Уже одетый, в дверях он увидел старый стационарный телефон. Цифры Лениного номера сами собой пронеслись в голове, он скинул варежки, шапку и прильнул к трубке. «Проклятый идиот», – ругал он себя, пока тянулись гудки. Прошла добрая минута, но Лена не отвечала. Андрей нахмурился. Наконец что-то скрипнуло на том конце, он набрал в лёгкие воздух и замер, готовясь услышать её голос, но за скрипом ничего не последовало. Тишина квартиры соединилась с молчанием принимающей стороны.
Постояв в нерешительности пару минут, он набрал ещё раз, скрип повторился, как и последующая тишина.

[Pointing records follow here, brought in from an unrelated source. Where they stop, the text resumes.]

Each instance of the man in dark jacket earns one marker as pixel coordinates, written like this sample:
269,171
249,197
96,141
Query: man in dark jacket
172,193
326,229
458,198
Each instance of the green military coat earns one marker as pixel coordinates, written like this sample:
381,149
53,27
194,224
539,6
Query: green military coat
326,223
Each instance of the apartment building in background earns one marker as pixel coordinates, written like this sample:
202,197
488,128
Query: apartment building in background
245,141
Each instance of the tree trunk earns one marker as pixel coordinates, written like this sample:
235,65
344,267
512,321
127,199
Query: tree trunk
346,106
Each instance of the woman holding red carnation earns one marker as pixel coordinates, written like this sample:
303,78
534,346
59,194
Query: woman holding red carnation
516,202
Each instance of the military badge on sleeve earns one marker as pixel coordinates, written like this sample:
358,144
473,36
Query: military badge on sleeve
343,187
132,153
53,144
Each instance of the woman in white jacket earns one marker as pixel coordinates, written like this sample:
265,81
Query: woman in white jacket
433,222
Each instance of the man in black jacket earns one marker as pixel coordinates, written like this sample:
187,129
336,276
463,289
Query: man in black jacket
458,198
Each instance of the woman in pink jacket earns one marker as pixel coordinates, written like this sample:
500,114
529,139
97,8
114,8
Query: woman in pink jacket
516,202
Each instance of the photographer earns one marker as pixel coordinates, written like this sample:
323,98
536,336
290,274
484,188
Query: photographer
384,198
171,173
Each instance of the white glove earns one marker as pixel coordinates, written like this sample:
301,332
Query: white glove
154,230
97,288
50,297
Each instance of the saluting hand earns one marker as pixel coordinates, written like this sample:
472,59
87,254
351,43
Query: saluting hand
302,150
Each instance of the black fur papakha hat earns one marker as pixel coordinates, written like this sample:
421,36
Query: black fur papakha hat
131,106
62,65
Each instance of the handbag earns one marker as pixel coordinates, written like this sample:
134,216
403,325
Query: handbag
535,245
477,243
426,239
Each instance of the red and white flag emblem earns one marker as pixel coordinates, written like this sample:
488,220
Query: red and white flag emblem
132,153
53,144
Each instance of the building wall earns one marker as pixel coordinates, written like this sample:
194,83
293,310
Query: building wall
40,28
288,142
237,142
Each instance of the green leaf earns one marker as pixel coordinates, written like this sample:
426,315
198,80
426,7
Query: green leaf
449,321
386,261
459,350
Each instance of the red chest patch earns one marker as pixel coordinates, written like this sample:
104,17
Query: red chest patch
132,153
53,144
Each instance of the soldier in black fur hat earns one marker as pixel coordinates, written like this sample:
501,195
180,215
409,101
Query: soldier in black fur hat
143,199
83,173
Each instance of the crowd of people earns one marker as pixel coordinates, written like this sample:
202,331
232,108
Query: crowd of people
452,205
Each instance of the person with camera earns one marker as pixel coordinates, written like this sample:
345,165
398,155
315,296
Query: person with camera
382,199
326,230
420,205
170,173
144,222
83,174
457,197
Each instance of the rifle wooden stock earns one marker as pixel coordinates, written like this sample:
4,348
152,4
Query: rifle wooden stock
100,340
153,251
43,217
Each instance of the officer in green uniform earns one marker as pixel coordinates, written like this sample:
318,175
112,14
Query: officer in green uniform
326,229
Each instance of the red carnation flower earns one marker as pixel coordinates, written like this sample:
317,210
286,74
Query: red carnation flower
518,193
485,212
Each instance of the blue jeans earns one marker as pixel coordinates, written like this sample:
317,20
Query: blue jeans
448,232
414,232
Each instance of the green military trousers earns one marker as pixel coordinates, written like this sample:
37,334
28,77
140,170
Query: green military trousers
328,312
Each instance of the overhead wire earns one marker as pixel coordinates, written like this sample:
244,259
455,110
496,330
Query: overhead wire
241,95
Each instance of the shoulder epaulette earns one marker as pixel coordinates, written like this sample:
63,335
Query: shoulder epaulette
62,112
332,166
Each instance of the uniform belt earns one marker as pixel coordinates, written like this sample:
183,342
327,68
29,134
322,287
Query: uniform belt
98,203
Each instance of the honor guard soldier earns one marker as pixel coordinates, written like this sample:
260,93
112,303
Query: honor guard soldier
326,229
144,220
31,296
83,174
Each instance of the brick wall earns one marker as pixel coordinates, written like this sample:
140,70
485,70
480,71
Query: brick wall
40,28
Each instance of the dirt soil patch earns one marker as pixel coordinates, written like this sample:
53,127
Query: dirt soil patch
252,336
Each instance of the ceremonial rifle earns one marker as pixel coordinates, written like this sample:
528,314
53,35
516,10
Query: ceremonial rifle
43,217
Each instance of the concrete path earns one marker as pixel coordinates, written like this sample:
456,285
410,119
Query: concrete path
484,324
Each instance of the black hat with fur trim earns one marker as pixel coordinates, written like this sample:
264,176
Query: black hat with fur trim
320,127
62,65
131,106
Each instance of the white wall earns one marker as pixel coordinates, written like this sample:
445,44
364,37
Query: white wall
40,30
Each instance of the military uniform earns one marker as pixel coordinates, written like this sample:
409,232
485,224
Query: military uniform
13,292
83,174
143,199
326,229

Третья попытка, четвёртая… Андрей почувствовал, что в леденящем безмолвии он не один: кто бы ни обрывал его вызов снова и снова и снова – это была осмысленная, человеческая фигура, и она знала, что это журналист Андрей Городков из газеты звонит Лене в Москву. Ужас ошпарил, когда он представил, как навлекает на неё взгляд машины, управляющей городком. Он медленно попятился от телефона и снова очутился у двери.
Андрей отправился на вокзал, во рту тлела сигарета. Было утро, до начала рабочего дня оставалось немного времени, город заметал снег, редкие фонари были беспомощны – тьма торжествовала.